Thursday 12 June 2014

Asteroid 2014 KQ84 passes the Earth.

Asteroid 2014 KQ84 passed by the Earth at a distance of 3 309 000 km (8.61 times the average distance between the Earth and the Moon), slightly before 8.45 am GMT on Thursday 5 June 2013. There was no danger of the asteroid hitting us, though had it done son it would have presented no threat. 2014 KQ84 has an estimated equivalent diameter of 8-27 m (i.e. it is estimated that a spherical object with the same volume would be 8-27 m in diameter), and an object of this size would be expected to break up in the atmosphere between 36 and 15 km above the ground, with only fragmentary material reaching the Earth's surface.

The calculated orbit of 2014 KQ84. JPL Small Body Database Browser.

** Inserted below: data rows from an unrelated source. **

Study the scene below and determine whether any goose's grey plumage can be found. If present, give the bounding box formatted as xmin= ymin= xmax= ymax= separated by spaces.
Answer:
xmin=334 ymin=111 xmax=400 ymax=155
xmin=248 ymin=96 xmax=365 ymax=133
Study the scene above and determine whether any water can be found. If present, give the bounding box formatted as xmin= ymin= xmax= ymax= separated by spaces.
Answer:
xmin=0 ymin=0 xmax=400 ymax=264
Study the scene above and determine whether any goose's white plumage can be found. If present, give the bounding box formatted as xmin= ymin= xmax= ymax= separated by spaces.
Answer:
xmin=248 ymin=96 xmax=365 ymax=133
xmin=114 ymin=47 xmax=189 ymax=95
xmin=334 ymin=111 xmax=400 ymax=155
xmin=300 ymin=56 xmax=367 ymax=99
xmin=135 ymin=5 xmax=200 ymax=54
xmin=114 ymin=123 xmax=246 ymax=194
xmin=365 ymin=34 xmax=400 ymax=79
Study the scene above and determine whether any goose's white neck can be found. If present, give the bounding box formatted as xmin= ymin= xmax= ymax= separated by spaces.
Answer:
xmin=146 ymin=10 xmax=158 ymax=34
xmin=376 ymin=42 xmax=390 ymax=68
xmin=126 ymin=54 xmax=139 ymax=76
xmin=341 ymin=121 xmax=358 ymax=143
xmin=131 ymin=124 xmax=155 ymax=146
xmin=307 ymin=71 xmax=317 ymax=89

2014 KQ84 was discovered on 30 May 2014 (six days before its closest approach to the Earth) by the University of Arizona's Mt. Lemmon Survey at the Steward Observatory on Mount Lemmon in the Catalina Mountains north of Tucson.. The designation 2014 KQ84 implies that it was the 2217th asteroid (asteroid Q84) discovered in the second half of May 2014 (period 2014 K).

While 2014 KQ84 occasionally comes near to the Earth, it does not actually cross our orbital path. It has an elliptical 607 day orbit, that takes it from 1.04 AU from the Sun (1.04 times the distance at which the Earth orbits the Sun), slightly outside our orbit, to 1.77 AU from the Sun, (1.77 times the distance at which the Earth orbits the Sun, slightly more than the distance at which the planet Mars orbits the Sun). As a Near Earth Object that remains strictly outside the orbit of the Earth it is classed as an Amor Family Asteroid.